What has got the CLL world talking at the moment is a paper in Cancer from the Mayo Clinic which suggests that patients treated by the CLL team live almost 2 years longer than those treated by teams at the Mayo that are expert in other hematological conditions like myeloma, lymphoma or MDS. Why should this be?
This was not a randomized prospective trial so the obvious explanation would be that the groups were not well matched. However a multivariate analysis of known prognostic factors such as age, stage, sex, and total white count still leaves the expertise of the doctor as a significant factor.
The most striking difference between the two groups was that the experts kept the patients on watch and wait longer. Once treatment starts then hazards are introduced. The patient is more likely to develop infections, autoimmunity, extra chromosomal abnormalities, pancytopenia, Richter's transformation and MDS. The commonest mistake I see made by general oncologists is to treat just because of a high white count - not an indication in the international guidelines.

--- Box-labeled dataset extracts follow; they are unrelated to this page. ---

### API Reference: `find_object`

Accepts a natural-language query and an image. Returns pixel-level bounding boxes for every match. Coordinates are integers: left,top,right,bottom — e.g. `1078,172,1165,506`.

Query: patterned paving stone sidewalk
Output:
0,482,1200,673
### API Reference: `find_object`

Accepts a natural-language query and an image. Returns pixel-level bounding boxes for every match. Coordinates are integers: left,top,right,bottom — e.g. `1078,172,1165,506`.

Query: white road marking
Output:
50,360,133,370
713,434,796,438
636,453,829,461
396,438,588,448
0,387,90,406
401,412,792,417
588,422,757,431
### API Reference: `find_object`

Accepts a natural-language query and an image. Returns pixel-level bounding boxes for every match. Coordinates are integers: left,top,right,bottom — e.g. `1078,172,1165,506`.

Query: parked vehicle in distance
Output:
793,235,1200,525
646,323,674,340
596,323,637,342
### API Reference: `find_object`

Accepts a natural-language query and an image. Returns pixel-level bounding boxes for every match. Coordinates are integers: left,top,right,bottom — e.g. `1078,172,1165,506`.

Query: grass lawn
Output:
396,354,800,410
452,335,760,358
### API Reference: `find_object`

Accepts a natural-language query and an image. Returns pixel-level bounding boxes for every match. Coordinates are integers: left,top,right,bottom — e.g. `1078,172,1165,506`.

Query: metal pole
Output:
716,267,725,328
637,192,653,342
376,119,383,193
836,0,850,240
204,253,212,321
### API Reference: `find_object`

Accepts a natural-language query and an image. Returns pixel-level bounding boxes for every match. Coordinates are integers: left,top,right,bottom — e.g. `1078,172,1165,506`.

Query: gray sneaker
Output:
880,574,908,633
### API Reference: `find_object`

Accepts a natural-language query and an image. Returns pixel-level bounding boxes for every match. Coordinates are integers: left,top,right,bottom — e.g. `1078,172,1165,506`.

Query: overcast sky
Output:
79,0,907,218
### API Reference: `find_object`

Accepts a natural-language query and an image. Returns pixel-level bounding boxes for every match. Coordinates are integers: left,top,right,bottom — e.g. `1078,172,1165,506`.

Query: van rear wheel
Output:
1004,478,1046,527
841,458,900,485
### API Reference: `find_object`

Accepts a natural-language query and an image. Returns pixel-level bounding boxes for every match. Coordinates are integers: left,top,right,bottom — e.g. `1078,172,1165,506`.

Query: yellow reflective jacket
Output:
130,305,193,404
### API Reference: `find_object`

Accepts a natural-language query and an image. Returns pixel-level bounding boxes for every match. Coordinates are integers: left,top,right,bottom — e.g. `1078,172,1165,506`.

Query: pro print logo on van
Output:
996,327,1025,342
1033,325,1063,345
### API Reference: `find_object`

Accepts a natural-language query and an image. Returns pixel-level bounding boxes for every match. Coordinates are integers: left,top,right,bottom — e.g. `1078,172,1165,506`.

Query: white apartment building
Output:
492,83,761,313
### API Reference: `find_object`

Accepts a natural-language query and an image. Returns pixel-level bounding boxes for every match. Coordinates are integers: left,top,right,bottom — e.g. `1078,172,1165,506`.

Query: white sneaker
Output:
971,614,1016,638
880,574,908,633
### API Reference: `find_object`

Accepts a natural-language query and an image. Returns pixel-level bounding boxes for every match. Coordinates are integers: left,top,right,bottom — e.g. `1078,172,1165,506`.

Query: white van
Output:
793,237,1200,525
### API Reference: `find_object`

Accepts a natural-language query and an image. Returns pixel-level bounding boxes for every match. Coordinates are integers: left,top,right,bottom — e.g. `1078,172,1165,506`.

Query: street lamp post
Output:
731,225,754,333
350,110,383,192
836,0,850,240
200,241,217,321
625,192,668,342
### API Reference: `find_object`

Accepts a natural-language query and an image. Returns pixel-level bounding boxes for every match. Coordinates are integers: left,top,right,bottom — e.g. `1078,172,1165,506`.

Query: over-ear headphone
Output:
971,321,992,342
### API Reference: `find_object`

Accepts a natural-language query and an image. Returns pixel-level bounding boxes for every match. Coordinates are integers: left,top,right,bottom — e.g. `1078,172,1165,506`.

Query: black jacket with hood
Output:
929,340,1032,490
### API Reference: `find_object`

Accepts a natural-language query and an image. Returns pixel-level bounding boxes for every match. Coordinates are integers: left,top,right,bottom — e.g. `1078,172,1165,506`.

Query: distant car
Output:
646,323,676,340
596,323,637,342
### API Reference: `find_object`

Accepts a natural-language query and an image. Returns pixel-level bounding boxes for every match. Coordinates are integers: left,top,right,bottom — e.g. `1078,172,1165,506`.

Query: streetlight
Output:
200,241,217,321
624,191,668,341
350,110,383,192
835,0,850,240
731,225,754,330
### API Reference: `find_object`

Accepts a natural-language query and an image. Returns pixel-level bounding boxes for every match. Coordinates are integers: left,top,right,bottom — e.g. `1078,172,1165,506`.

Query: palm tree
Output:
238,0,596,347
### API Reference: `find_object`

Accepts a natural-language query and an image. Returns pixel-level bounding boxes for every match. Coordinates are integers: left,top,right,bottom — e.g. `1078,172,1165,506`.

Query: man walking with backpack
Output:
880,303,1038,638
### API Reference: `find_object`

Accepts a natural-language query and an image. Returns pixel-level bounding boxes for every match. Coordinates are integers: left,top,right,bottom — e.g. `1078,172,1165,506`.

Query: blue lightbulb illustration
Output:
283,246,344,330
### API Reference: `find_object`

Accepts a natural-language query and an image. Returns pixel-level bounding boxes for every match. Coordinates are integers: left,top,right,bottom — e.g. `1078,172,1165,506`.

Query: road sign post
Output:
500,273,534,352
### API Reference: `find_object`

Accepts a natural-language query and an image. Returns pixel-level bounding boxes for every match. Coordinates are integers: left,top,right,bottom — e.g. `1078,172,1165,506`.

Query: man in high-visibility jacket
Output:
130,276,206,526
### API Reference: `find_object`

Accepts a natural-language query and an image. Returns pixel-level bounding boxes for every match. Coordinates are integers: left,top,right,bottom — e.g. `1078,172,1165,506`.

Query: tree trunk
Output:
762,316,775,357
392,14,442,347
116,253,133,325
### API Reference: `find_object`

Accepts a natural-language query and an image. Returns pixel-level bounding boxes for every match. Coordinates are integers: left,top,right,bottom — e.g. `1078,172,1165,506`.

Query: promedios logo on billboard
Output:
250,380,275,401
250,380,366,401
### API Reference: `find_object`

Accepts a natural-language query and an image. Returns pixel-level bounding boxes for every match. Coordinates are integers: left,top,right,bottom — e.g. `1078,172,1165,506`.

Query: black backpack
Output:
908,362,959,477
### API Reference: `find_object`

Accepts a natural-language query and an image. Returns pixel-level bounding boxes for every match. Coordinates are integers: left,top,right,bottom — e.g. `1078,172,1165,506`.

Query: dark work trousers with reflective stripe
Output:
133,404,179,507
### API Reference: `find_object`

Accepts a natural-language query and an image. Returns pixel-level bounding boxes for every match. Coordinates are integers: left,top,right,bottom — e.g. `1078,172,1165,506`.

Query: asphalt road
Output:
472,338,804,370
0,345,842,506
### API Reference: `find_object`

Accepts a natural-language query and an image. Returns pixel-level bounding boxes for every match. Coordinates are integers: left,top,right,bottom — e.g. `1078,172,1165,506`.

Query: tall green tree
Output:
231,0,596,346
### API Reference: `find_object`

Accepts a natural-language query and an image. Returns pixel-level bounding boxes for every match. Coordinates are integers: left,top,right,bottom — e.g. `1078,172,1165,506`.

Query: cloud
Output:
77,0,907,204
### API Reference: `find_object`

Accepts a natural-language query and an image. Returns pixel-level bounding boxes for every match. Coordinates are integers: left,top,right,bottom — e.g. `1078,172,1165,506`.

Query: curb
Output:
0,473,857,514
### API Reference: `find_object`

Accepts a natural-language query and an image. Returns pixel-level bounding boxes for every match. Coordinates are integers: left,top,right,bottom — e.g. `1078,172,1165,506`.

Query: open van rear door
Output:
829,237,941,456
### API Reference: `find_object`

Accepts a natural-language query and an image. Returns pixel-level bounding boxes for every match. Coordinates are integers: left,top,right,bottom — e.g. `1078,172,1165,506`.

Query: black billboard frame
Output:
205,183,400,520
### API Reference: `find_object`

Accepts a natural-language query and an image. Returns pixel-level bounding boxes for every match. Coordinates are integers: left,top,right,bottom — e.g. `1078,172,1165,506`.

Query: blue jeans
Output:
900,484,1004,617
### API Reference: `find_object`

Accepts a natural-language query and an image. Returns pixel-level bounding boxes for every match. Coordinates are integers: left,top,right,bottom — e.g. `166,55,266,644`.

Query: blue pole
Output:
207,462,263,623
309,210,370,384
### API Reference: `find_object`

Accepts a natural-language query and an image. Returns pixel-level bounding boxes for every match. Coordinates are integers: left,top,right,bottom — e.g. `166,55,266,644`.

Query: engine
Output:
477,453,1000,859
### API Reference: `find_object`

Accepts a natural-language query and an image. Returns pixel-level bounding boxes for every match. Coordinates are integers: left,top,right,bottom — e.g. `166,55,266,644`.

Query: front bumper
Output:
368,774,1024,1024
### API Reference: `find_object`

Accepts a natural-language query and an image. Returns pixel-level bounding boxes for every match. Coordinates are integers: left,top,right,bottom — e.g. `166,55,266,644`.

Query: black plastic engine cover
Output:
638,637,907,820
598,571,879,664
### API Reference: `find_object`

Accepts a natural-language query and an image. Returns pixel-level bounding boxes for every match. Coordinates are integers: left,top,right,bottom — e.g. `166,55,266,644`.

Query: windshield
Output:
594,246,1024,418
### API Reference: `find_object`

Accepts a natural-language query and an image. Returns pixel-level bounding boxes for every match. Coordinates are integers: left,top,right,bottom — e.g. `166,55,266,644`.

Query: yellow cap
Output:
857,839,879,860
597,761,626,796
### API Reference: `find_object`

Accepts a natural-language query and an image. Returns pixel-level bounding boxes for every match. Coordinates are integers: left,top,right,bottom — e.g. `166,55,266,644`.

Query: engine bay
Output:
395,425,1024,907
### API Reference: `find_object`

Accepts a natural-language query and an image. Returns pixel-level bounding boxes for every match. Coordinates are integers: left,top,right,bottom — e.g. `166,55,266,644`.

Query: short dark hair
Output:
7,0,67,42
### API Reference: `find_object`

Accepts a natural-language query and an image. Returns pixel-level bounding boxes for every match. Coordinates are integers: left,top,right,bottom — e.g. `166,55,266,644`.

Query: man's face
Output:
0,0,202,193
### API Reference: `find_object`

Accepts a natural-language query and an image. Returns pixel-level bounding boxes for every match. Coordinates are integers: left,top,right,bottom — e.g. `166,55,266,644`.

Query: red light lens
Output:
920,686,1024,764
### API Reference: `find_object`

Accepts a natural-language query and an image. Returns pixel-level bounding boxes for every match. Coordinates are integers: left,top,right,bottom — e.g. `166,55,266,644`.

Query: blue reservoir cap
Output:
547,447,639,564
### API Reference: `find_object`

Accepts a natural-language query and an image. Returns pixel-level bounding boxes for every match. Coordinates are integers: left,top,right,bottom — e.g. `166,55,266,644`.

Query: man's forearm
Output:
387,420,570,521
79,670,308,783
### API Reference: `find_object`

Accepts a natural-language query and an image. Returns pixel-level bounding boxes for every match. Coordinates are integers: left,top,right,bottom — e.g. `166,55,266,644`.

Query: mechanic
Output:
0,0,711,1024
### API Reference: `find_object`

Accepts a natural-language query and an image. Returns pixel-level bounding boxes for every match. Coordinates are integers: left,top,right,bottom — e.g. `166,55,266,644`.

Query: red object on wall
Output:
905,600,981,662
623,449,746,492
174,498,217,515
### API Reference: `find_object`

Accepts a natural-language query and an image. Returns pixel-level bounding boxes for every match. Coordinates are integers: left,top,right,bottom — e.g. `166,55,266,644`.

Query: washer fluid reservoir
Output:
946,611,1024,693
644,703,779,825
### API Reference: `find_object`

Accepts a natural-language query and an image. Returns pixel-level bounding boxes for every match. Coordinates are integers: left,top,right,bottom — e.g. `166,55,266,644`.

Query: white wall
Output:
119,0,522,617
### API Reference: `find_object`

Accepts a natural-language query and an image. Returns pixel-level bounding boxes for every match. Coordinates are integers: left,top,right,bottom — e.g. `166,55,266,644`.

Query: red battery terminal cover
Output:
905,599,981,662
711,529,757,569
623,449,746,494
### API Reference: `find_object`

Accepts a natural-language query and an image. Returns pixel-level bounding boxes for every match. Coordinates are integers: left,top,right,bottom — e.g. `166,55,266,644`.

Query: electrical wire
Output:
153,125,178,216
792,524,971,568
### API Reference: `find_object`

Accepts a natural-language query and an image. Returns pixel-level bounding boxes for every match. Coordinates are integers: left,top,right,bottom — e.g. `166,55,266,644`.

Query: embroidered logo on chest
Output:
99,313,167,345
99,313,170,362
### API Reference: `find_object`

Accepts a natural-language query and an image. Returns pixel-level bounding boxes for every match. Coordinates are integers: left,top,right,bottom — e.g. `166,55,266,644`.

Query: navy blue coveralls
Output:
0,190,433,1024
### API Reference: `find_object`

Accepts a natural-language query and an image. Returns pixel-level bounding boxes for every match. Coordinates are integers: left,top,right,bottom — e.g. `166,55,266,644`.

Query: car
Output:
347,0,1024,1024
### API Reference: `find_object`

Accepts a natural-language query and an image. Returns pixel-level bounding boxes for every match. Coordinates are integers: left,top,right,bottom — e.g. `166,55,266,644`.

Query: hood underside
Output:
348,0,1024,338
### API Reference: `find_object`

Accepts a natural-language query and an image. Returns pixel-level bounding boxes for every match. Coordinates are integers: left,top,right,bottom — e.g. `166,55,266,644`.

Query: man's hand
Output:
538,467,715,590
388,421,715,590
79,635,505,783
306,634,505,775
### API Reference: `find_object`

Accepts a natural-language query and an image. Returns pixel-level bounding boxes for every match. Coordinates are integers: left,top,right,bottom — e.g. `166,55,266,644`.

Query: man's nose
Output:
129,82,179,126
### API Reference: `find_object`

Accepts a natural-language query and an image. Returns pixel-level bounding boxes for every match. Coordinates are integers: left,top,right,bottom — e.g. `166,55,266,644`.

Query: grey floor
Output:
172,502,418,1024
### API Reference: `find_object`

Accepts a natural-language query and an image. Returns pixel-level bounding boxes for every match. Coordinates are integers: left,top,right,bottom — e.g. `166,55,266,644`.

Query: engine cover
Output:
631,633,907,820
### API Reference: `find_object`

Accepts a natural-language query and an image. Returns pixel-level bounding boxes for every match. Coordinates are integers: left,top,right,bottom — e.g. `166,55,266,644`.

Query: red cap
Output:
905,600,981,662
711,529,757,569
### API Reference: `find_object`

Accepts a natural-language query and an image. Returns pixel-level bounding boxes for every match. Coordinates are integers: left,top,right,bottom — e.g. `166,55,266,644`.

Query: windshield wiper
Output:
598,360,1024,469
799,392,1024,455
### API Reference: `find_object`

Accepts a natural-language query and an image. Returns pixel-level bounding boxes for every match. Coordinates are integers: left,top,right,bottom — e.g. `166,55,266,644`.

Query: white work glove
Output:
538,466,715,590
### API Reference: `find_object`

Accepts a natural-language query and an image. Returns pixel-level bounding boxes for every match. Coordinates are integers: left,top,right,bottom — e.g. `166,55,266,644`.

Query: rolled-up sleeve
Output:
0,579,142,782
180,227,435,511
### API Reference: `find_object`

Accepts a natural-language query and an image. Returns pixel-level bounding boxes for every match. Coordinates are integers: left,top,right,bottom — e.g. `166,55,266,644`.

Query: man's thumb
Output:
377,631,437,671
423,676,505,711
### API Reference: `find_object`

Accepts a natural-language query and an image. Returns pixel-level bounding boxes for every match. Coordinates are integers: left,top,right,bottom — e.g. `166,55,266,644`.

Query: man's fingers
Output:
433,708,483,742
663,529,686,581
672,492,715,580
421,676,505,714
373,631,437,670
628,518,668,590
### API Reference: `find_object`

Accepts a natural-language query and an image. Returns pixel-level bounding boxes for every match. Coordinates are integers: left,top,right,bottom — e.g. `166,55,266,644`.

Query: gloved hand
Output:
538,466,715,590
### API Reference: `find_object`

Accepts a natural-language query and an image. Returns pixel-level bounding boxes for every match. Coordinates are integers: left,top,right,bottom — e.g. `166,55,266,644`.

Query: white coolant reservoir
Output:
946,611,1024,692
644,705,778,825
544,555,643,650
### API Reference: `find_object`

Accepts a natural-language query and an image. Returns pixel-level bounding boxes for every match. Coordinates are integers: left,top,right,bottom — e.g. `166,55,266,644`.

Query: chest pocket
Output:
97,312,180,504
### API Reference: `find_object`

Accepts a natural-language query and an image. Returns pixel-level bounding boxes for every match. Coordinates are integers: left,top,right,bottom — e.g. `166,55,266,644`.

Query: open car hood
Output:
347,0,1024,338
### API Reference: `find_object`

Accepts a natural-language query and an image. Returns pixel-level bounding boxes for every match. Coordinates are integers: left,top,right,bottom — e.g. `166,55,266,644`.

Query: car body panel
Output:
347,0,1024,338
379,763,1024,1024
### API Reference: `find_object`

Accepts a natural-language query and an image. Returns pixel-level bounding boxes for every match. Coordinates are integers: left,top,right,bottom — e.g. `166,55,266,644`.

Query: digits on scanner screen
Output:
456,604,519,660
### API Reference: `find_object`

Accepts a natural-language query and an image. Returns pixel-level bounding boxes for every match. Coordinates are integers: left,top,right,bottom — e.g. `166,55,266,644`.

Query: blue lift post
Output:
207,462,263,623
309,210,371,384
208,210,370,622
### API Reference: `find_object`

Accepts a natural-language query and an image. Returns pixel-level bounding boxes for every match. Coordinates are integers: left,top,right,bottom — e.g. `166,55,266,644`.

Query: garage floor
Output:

Non-experts are much less likely to request biological prognostic markers; so much so that it was not possible to separate the two groups of patients according to these parameters. Even the cheap Beta-2M test was not done sufficiently frequently, so it was more likely ignorance rather than expense that was the deterrent.
Non-experts were much less likely to enter patients into clinical trials even though it is well known that patients entered into trials fare better tan those treated according to physicians' choice.
Non-experts were more likely to choose chlorambucil or rituximab alone than a purine analog combination. Now I think there is a place for chlorambucil alone in the right patient, especially at the right dose, but this should be chosen from a position of expertise rather than ignorance.
So I find the paper believable. It is not necessary to be treated by an expert - their fellows do even better than they do, but make use of an experts expertise.